And Foote was dispensing wisdom – off-the-field wisdom – intermittently, as if he were testing Jones, daring him to leave and miss what was coming next.
Jones, who had said a few weeks earlier that he prefers the company of wise, old men, stuck around as Foote spoke about money, love, friends, and free time, until the horn sounded and the three linebackers hit the field.
If Foote's warnings didn't hit home with Jones, perhaps the stabbing over the weekend of Mike Adams did.
Foote took in both elements of that statement and was asked to spit out a comment yesterday.
"It's hard being 33 and telling guys to keep their butts at home. When I was his age I was out, too," Foote said. "I normally tell rookies not to be out with too many people. In Mike's case, you wanted to be with more people. But, you know, when you're in town, out with teammates, they have your best interest at heart. Back home, with your buddies from the 'hood, keep them at a distance."
Jones knows most of this. He encountered some harsh realities while growing up in southwestern Georgia, near the Alabama border.
"The tragedy that happened, man, is never going to change," said Jones. "I'm still devastated through it."
Jones was 15 when his older brother – his "best friend" who had turned 19 that day – was murdered during an argument outside a bar.
"My family took a lot of fall from it, being that's my oldest brother, my mom's oldest child," Jones said. "It happened on some humbug, something that should never have happened. He was just in the wrong place at the wrong time. It was one of those bad situations.
"I've grown over it. I turned it into a positive as best as I could. Even to this day I still talk to my brother. I just ask him to watch over me. I know he is. If he was here he'd be extremely proud of me."
Within a half year of the murder, a troubled Jones was kicked out of two schools and was forced to find education outside of Stewart County. He had become friends with a counselor on the basketball team and moved into her home about 35 miles north in Columbus, Ga.
Shelley Stephens became Jones' legal guardian and she steered him through Carver High and to USC, from where Jones had to leave after one year because the school wouldn't clear him physically.

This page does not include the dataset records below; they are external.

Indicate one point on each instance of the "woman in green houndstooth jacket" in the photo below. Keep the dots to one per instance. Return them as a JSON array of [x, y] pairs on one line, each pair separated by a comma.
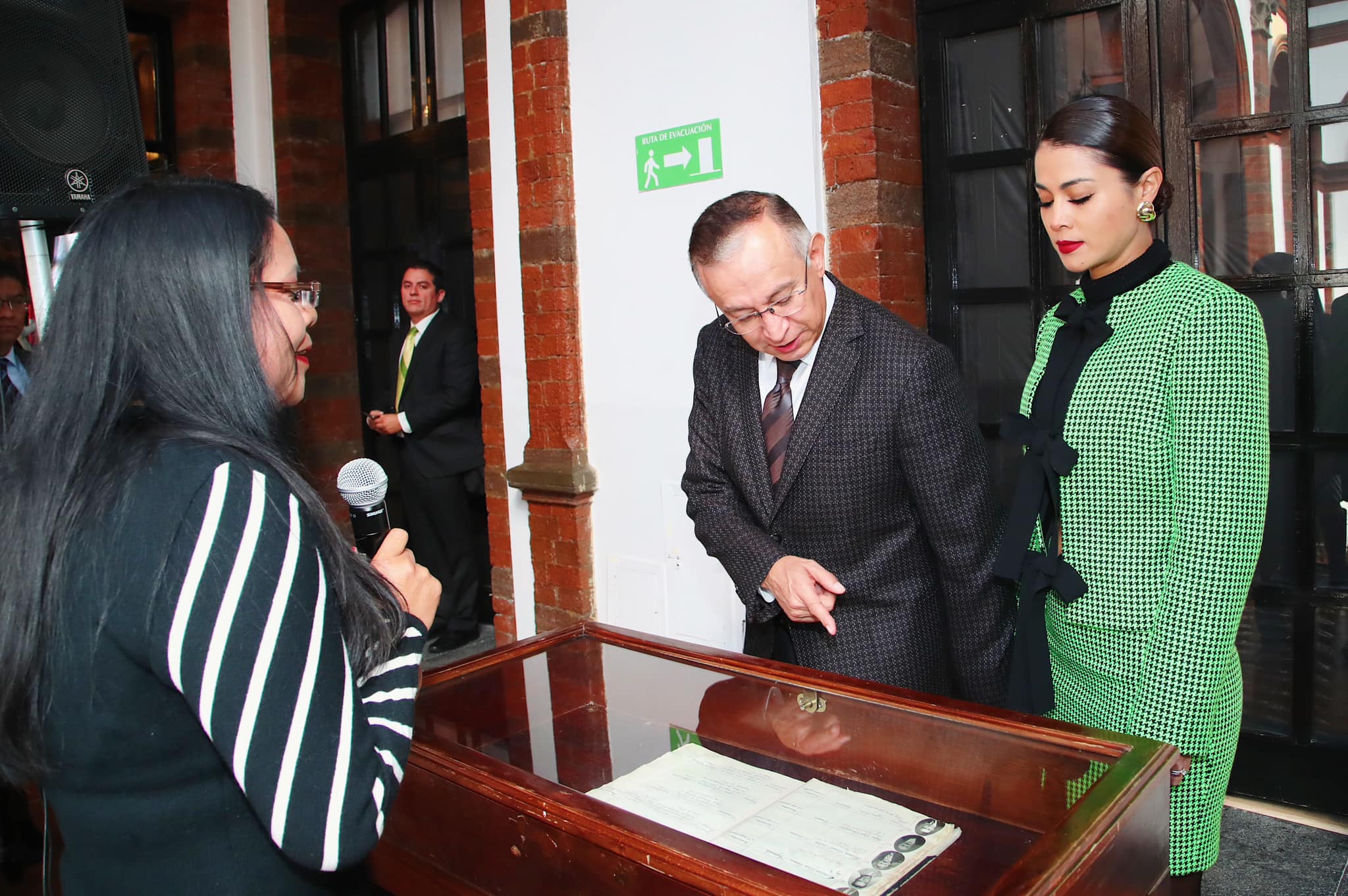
[[1138, 515]]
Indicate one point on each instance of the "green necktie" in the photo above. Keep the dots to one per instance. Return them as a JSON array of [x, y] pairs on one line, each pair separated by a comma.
[[403, 362]]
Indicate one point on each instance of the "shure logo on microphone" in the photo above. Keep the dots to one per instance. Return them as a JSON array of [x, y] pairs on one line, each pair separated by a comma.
[[78, 184]]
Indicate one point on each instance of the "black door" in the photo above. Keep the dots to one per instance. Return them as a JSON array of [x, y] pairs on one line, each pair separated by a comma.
[[407, 174]]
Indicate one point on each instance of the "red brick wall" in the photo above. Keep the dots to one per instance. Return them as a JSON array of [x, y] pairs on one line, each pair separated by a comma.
[[873, 161], [484, 293], [204, 108], [312, 201], [556, 478]]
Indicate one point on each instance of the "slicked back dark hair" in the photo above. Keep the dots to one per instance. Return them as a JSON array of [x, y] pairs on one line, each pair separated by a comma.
[[1119, 132], [716, 234], [437, 274], [149, 339]]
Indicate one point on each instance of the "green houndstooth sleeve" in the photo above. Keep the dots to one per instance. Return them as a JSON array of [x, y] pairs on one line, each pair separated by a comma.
[[1219, 406]]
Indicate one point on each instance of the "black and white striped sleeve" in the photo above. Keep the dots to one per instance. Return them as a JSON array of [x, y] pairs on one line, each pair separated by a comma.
[[248, 634]]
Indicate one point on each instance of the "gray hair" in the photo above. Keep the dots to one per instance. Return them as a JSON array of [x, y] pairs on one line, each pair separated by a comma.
[[719, 232]]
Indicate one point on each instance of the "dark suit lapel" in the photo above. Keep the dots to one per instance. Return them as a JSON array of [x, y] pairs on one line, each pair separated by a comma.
[[833, 366]]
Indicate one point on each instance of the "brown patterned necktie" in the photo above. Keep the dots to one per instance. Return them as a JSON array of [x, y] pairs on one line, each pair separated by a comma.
[[777, 419]]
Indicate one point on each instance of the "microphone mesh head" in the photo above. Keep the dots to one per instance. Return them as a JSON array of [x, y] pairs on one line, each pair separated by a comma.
[[361, 483]]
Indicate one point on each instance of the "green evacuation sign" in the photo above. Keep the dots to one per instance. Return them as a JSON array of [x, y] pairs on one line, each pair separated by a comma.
[[679, 155]]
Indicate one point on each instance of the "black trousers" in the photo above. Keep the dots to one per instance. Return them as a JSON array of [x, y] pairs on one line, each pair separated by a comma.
[[770, 640], [446, 530]]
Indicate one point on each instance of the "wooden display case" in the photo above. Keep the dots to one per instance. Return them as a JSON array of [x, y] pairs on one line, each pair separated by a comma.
[[509, 743]]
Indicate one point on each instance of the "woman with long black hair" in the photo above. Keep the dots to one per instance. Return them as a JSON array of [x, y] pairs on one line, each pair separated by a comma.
[[215, 693], [1139, 510]]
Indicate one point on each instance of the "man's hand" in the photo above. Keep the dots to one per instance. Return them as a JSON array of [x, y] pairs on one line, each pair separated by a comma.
[[805, 591], [386, 424], [1180, 770]]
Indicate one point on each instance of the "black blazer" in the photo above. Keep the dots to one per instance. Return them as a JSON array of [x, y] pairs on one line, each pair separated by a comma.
[[885, 484], [441, 399]]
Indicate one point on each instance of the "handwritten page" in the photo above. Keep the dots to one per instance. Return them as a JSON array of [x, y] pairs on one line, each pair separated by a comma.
[[827, 834]]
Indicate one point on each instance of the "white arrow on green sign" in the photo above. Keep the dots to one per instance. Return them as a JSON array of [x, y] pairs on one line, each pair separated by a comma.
[[675, 157]]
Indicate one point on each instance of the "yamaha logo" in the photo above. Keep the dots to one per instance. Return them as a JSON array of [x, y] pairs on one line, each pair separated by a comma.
[[78, 184]]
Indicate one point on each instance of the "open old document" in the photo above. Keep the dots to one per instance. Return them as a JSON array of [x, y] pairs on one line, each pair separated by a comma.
[[852, 843]]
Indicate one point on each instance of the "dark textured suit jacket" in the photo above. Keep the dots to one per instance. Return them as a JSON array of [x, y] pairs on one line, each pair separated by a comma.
[[885, 484], [442, 401]]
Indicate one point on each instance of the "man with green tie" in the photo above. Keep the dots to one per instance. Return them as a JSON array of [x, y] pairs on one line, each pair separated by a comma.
[[14, 317], [436, 418]]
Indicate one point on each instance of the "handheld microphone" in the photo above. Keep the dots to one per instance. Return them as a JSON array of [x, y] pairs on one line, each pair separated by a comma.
[[363, 484]]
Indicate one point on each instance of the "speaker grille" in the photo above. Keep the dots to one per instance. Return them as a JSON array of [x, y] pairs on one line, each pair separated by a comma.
[[69, 115]]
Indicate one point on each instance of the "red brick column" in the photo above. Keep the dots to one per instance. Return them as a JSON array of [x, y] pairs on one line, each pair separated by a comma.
[[312, 203], [556, 478], [204, 107], [873, 161], [484, 293]]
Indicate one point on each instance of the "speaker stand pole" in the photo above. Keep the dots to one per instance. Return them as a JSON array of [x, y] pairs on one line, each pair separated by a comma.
[[39, 268]]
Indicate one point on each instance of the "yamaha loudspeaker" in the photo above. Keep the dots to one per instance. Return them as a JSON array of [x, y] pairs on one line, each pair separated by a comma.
[[69, 118]]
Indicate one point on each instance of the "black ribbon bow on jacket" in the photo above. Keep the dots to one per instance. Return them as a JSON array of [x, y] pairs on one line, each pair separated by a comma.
[[1047, 460]]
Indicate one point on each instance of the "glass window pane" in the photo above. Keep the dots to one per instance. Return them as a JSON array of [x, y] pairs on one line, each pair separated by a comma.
[[367, 217], [1004, 465], [1280, 316], [1330, 709], [1080, 55], [987, 103], [375, 298], [1327, 36], [146, 68], [993, 248], [1331, 356], [402, 209], [1330, 194], [1278, 555], [367, 76], [455, 209], [997, 348], [1265, 646], [1328, 495], [1238, 60], [450, 59], [397, 54], [1245, 201]]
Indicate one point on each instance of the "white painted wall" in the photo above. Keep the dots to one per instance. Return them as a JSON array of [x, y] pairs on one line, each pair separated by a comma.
[[510, 303], [638, 68], [249, 82]]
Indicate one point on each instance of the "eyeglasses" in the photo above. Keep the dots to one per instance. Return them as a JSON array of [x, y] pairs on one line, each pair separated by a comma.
[[783, 307], [303, 294]]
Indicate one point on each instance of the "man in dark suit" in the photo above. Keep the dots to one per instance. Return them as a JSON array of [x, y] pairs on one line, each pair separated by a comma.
[[20, 843], [860, 531], [14, 317], [436, 415]]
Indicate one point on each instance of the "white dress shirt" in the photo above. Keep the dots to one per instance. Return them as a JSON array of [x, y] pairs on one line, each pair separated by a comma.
[[18, 372], [421, 330]]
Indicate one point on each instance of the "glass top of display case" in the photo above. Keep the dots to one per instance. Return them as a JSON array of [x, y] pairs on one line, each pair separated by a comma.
[[577, 710]]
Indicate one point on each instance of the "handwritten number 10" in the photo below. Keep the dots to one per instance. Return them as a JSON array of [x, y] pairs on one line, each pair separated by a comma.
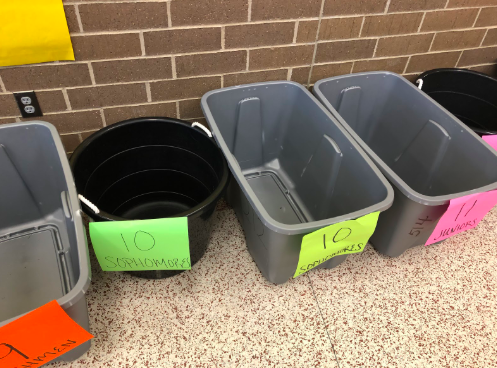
[[335, 240], [136, 245]]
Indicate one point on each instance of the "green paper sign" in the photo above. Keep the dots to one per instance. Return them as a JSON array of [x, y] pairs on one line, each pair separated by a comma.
[[335, 240], [142, 245]]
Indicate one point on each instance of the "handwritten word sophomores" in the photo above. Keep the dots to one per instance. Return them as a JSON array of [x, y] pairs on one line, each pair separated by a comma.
[[159, 244], [338, 239], [174, 264]]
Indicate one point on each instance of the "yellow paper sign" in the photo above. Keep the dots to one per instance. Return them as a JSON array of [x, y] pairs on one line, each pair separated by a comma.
[[335, 240], [33, 31]]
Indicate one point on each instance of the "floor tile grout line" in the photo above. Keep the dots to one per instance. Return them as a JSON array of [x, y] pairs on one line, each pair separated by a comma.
[[324, 321]]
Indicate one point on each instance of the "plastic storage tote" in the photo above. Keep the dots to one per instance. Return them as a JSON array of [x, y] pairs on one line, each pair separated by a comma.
[[43, 249], [296, 170], [148, 168], [428, 155], [469, 95]]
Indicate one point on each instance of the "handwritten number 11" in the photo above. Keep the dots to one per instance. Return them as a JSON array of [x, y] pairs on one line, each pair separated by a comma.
[[468, 210]]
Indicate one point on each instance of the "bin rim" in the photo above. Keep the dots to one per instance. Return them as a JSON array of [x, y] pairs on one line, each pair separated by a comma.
[[198, 210], [267, 220], [455, 70], [81, 286], [389, 173]]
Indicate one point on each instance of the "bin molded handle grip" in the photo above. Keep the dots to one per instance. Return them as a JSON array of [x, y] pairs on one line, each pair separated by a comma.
[[89, 204], [420, 83], [198, 125]]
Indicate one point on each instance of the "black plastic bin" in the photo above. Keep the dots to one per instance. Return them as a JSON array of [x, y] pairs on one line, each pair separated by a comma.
[[471, 96], [150, 168]]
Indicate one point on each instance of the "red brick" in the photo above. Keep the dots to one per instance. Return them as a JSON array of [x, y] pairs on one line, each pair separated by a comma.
[[100, 96], [123, 16], [215, 63], [45, 76], [110, 46], [178, 89], [132, 70], [116, 114]]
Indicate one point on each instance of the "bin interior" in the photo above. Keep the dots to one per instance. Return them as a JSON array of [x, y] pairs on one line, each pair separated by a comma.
[[300, 165], [147, 168], [414, 136], [38, 249]]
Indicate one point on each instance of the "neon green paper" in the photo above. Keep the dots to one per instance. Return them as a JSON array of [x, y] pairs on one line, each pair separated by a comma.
[[33, 31], [140, 245], [335, 240]]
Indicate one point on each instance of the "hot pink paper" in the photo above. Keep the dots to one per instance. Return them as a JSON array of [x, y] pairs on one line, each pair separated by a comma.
[[491, 140], [464, 213]]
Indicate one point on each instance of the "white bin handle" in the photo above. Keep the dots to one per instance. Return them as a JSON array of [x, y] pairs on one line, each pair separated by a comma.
[[89, 204], [420, 83], [198, 125]]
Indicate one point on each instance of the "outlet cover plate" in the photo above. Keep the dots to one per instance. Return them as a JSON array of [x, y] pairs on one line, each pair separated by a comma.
[[28, 104]]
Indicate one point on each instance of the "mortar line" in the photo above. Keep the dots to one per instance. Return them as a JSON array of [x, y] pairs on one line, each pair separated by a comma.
[[92, 76], [295, 31], [476, 19], [459, 59], [375, 47], [173, 67], [258, 21], [387, 6], [315, 43], [177, 110], [362, 25], [432, 41], [169, 19], [66, 99], [484, 36], [323, 319], [102, 115], [2, 86], [352, 68], [407, 64], [142, 43], [223, 38], [231, 50], [421, 24], [149, 92], [78, 17]]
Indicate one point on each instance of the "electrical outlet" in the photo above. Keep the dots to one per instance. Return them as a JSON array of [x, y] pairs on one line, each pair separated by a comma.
[[28, 104]]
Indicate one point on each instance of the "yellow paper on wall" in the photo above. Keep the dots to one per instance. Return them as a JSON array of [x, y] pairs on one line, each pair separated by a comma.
[[33, 31]]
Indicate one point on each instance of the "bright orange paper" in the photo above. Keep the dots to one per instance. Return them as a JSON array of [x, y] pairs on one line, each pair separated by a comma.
[[39, 337], [33, 31]]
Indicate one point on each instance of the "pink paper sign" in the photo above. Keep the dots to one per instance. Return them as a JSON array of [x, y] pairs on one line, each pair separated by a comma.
[[491, 140], [464, 213]]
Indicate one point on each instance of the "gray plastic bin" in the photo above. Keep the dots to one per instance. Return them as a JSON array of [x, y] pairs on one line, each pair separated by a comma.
[[297, 168], [428, 155], [43, 249]]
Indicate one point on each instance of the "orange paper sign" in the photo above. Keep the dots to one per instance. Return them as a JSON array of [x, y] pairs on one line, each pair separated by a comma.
[[39, 337]]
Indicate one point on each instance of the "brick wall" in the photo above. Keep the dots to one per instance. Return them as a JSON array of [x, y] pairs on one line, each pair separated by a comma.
[[140, 58]]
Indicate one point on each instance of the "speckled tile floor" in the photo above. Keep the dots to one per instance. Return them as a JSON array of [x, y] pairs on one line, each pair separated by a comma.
[[432, 307]]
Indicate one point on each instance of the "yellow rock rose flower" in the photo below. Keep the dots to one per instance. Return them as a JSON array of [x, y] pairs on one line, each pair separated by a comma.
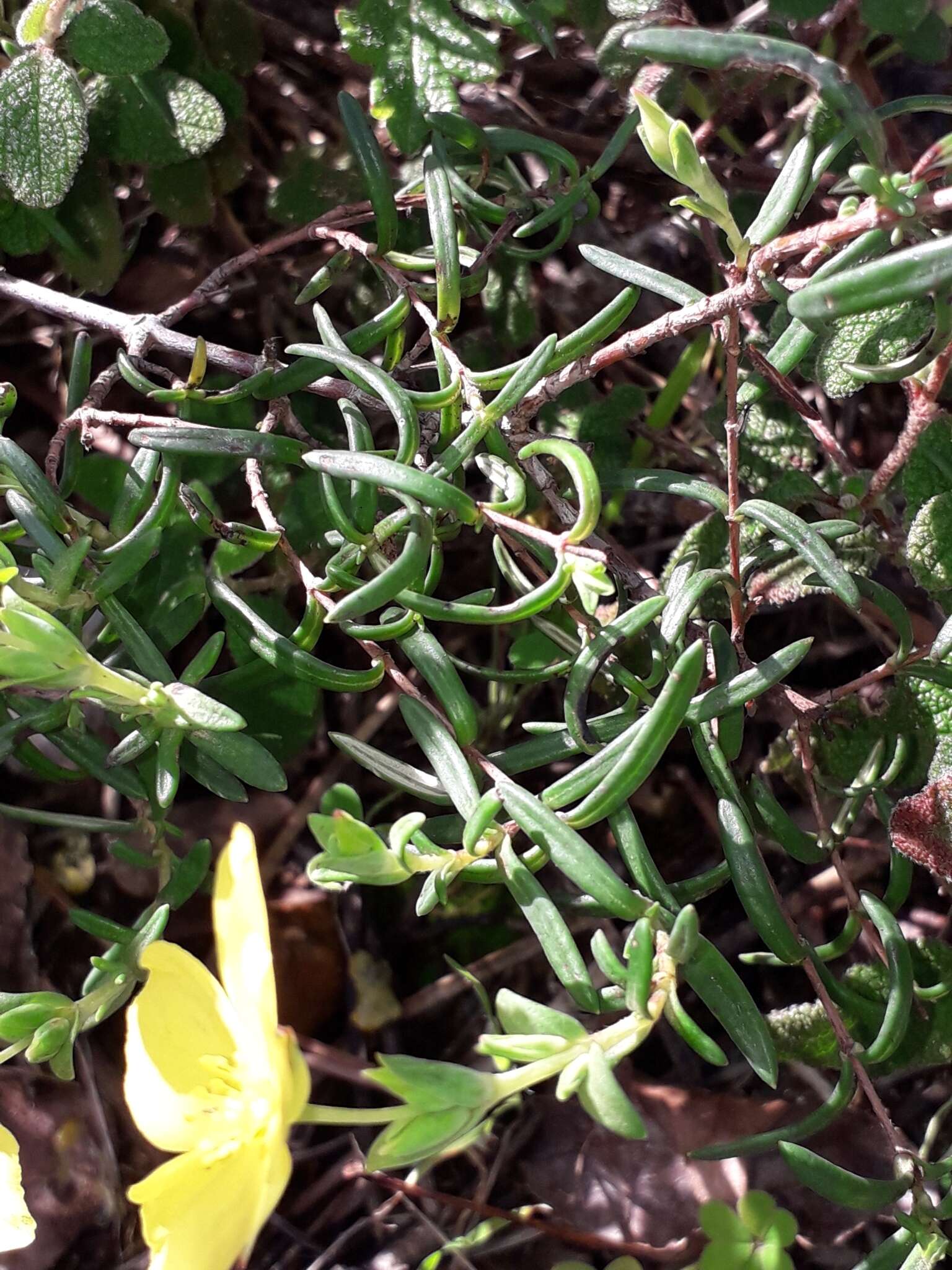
[[17, 1226], [213, 1077]]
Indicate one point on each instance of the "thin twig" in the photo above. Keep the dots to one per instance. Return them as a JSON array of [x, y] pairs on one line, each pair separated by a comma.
[[555, 1230]]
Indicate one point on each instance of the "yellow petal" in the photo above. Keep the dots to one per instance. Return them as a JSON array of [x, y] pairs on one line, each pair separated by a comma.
[[242, 936], [203, 1212], [17, 1226], [178, 1026]]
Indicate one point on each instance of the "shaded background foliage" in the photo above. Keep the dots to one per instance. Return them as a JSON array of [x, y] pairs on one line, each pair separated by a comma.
[[358, 972]]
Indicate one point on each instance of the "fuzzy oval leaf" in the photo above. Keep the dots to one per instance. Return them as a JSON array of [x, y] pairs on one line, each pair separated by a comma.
[[42, 127], [116, 38], [155, 120]]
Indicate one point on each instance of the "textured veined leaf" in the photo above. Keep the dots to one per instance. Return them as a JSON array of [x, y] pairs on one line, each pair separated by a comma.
[[115, 37], [42, 127], [930, 546], [418, 50], [875, 337], [155, 120]]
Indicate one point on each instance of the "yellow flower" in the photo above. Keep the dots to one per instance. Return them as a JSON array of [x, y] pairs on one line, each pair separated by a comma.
[[17, 1227], [213, 1077]]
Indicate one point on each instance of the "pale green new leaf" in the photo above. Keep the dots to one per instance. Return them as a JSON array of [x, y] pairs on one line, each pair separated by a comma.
[[31, 23], [418, 51], [42, 127]]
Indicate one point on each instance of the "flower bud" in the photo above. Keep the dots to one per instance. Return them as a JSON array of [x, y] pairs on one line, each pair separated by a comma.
[[50, 1039], [24, 1013]]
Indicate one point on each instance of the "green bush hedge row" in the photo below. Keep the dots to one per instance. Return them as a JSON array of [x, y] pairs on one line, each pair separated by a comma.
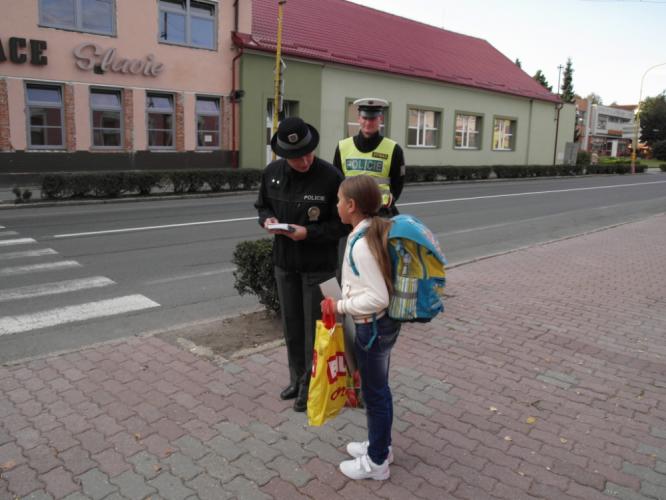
[[114, 184]]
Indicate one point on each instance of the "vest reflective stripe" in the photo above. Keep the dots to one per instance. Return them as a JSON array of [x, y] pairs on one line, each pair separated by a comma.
[[376, 163]]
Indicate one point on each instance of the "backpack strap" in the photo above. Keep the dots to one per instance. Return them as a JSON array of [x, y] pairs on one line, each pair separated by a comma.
[[356, 237]]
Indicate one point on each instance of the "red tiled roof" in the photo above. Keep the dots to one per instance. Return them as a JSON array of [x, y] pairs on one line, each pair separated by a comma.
[[347, 33]]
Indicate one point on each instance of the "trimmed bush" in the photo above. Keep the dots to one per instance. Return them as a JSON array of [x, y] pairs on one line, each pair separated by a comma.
[[659, 150], [254, 272]]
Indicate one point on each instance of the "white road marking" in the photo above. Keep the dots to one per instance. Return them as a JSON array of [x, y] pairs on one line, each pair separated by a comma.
[[27, 254], [56, 287], [35, 268], [530, 193], [70, 314], [149, 228], [17, 241], [190, 276]]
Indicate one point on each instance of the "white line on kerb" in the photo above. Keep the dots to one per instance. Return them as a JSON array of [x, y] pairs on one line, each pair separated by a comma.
[[54, 288], [35, 268], [27, 254], [530, 193], [147, 228], [17, 241], [53, 317]]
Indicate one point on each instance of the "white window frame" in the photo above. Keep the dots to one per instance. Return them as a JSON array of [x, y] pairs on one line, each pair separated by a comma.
[[467, 132], [421, 127], [165, 7], [158, 111], [119, 109], [218, 115], [506, 141], [78, 20], [45, 104]]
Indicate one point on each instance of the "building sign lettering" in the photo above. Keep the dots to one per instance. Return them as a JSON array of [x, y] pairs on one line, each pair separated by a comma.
[[90, 56], [17, 51]]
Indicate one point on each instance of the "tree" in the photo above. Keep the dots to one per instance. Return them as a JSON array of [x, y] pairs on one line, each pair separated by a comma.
[[541, 78], [596, 98], [567, 92], [653, 119]]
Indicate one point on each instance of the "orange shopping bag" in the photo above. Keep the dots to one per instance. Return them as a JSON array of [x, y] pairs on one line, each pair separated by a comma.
[[328, 384]]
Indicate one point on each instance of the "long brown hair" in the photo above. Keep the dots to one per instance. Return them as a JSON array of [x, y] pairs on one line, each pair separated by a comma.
[[368, 198]]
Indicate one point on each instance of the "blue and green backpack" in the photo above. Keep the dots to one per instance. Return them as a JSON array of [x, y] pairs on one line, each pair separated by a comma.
[[418, 268]]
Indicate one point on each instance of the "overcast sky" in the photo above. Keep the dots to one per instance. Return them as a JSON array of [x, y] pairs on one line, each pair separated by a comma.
[[611, 42]]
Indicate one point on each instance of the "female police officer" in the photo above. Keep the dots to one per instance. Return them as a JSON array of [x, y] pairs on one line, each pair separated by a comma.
[[300, 190]]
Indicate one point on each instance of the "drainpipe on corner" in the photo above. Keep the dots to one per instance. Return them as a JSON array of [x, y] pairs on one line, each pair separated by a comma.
[[558, 107]]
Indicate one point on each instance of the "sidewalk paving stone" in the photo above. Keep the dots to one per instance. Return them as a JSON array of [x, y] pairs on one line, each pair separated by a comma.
[[544, 378]]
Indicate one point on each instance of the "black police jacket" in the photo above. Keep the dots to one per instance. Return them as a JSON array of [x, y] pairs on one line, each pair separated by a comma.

Jones' well-chronicled problem with spinal stenosis had given USC officials pause, so he transferred to Georgia and ended up with the Steelers, where he looks, speaks and acts like the last person to have been kicked out of an entire county some eight years ago.
"I think everything that happened to me, and growing up seeing what I've seen, has matured me," Jones said. "My brother getting killed, me getting kicked out of school, me going to USC, them telling me I would never play football again. I was 2,000 miles away from home with nobody there to support me. The coaching staff that recruited me was gone, so I was basically out there at USC by myself, so I had to mature a whole lot.
"And I don't know, man, I've always been before my time, even my family looked up to me like I'm one of the oldest in the family even though I'm one of the youngest. I was just always mature. I always made some of the best decisions and tried to surround myself with positive people, so when I had to go through a situation, I could go talk to them and get a positive answer from them. I've just always been like that."
And one of those positive people right now is Foote, who made his way through a rough Detroit upbringing to become one of the real leaders of these Pittsburgh Steelers.
Foote not only gave Jones the bad-neighborhood pep talk at just the right time, he was prescient enough to give Jones some financial advice a few days before the rookie was given a check for $4.7 million.
"I told him to save it, handle it like it's your last contract, handle it like – God forbid – you get a career-threatening injury and this is it," said Foote. "This is how you've gotta live. Don't be looking down the road like, ‘I can spend this; I'm going to make this.' And keep your friends at a distance. Don't give nobody no money. Bottom line."
Jones, though, might have the better bottom line:
"I grew up around my grandma all the time when I was young. I listened to a lot of blues – Johnny Taylor, some of that old stuff. I watched a lot of gospel stuff, and just paid attention. I'm one of those guys who if I see three or four old men sitting over there I'm going to sit with them. Knowledge is power, man. I'm always willing to learn and hear different things. That's what God gave me as well. I'm very thankful. Things have been going great for me in my life. I'm surrounded by so many great people who just keep blessing me."